Proper Care of Your Suction/Evacuation System Can Save You Thousands of Dollars!
By Karson L. Carpenter D.D.S.
Your suction/evacuation system is one of the most important systems in your dental office. We have all had a day when the suction system was down. As you know, when this happened, it was literally impossible to perform dentistry! Your system includes the vacuum pump, the lines that drain it, all of the lines connecting it to your dental unit and the tubing that goes from your unit to the HVE tip and saliva ejector. With new EPA requirements that include the addition of an amalgam separator, your suction system should be considered a costly, complex and very necessary part of your dental facility.
To maintain function and avoid costly repairs, proper maintenance of your evacuation must be performed on a regular basis. Without such preventative steps, the lumen size of the tubing will begin to decrease over time, causing decreased suction and eventual failure. Because access to the plumbing system is often difficult, repairs may involve tearing out drywall and/or cement floors. This can all be easily prevented!
The first step is to discuss with your dental team how the system is presently being maintained. Ideally, the suction system should be cleaned daily—at a minimum it should be done every other day. Proper technique involves starting at the operatory farthest from the suction pump—in other words the end-of-the-line. Begin by suctioning a quality evacuation line cleaner through both the high volume and low volume (saliva ejector) lines. A quality product should incorporate the following characteristics:
- Be bacterial based. A bacterial-based cleaner provides residual overnight debris removal from cuspidor drains and suction systems
- Should work under all conditions, even with cold water
- Have a neutral pH, making it safe for amalgam separators and traps
- Not cause harm to the plastic and metal materials in the evacuation system
- Be environmentally friendly
- Be easy to use
- Be economical
Run one quart of solution through the first dental unit, then proceed to the next dental unit, again following the same procedure, until all units have been treated. Don’t forget to treat all rooms used for hygiene, as prophy paste and fluoride varnish are known to clog suction lines.

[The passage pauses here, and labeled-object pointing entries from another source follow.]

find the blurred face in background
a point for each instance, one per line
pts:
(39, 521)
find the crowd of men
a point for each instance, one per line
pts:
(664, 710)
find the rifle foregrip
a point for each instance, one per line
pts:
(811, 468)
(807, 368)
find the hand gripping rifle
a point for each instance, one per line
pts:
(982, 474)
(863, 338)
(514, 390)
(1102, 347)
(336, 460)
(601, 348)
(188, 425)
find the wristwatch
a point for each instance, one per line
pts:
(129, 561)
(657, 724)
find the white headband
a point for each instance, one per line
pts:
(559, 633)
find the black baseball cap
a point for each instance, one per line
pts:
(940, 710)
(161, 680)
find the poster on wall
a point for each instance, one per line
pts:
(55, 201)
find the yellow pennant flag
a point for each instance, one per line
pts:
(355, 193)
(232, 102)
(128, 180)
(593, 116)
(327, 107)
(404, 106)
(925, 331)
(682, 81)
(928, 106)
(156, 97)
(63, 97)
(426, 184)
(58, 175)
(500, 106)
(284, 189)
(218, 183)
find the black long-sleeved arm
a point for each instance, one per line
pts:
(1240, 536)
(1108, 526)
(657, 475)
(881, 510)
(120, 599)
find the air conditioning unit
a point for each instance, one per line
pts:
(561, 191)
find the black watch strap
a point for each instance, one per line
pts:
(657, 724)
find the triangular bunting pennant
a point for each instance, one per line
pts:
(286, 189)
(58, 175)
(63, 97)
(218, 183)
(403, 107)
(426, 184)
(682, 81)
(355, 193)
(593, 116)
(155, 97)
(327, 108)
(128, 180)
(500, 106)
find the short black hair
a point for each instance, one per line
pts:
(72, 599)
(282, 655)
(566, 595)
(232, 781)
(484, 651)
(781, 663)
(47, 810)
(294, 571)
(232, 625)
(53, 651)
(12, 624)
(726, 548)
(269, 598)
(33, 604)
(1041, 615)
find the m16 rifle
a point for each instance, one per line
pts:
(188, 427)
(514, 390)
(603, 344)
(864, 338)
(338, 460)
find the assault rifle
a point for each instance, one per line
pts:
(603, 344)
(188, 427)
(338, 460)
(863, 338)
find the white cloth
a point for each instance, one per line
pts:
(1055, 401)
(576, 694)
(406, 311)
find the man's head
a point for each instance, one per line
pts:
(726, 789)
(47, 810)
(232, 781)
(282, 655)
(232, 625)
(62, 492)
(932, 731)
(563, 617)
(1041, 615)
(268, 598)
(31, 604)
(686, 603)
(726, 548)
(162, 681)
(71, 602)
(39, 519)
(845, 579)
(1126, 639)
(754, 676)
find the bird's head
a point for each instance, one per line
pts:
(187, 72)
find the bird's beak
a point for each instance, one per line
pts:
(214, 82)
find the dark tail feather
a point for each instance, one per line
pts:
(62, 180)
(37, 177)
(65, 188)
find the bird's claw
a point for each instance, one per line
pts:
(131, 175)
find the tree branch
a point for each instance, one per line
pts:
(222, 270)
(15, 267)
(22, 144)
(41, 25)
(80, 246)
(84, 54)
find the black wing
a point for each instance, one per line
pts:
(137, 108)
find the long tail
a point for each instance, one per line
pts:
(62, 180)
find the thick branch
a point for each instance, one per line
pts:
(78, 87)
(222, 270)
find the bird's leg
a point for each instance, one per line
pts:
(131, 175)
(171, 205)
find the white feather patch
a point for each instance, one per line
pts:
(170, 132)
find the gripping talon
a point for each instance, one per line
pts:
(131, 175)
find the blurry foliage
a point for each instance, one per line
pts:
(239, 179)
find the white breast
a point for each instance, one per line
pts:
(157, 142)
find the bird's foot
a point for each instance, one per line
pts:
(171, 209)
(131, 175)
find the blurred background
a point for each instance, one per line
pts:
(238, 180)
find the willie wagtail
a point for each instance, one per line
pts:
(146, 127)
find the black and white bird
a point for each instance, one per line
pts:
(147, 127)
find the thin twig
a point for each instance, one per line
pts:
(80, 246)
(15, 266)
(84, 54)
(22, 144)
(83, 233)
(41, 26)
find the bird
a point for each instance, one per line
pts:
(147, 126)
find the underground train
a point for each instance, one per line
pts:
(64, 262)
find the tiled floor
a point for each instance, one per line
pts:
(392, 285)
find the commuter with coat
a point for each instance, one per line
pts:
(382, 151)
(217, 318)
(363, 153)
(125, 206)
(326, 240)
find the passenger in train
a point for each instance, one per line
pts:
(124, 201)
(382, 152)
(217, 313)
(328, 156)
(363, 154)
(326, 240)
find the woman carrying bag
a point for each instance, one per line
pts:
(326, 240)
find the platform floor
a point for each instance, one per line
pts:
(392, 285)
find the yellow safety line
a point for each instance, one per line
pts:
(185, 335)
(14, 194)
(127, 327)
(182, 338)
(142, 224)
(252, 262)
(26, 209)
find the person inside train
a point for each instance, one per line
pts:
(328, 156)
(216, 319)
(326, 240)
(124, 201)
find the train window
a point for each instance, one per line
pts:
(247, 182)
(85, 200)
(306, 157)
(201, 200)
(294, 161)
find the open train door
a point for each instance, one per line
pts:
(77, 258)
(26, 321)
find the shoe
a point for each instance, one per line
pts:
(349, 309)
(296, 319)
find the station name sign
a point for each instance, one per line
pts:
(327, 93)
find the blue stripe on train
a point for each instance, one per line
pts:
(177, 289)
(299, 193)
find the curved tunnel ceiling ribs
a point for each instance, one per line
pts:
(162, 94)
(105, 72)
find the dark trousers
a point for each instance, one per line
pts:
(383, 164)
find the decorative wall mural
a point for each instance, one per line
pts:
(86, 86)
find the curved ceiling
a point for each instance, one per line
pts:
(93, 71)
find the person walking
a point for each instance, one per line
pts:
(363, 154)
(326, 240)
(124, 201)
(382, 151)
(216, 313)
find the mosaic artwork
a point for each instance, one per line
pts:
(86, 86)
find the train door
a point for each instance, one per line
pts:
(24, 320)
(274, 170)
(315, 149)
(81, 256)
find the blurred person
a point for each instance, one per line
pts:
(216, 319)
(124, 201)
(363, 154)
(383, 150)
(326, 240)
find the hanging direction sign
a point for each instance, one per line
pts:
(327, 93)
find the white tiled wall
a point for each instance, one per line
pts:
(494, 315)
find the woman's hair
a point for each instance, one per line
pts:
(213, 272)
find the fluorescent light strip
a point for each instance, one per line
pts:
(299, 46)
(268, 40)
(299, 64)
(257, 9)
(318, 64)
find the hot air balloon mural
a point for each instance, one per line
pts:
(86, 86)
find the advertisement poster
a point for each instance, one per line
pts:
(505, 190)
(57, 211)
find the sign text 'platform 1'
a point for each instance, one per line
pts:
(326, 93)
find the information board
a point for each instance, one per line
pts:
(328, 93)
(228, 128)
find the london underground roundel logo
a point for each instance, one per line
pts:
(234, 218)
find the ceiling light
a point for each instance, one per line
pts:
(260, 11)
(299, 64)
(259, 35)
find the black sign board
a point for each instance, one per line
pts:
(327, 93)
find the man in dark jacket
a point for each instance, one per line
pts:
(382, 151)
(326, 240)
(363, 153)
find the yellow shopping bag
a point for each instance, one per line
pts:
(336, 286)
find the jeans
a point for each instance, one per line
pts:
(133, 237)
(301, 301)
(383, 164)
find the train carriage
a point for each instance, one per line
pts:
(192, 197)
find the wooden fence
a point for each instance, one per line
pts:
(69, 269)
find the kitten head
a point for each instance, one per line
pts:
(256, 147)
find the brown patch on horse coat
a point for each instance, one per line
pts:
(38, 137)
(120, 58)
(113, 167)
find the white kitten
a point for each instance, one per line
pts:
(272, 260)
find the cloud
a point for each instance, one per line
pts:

Remember to change individual suction/amalgam traps in each room regularly, as a full trap can greatly decrease the efficiency of your suction system—in most offices this will mean changing them weekly. If you are unsure about proper maintenance of your office’s amalgam separator and the vacuum pump itself, consult the manufacturer’s instructions for use and your Henry Schein Service Representative.
According to OSHA regulations, a detailed written cleaning schedule for your office must be posted. This should include what cleaning/disinfecting procedures you perform monthly, weekly, daily and between patients. Be sure to add the maintenance procedures you follow for your evacuation system to this schedule.
Karson L. Carpenter D.D.S serves as president of Compliance Training Partners, a company dedicated to compliance issues in the dental office.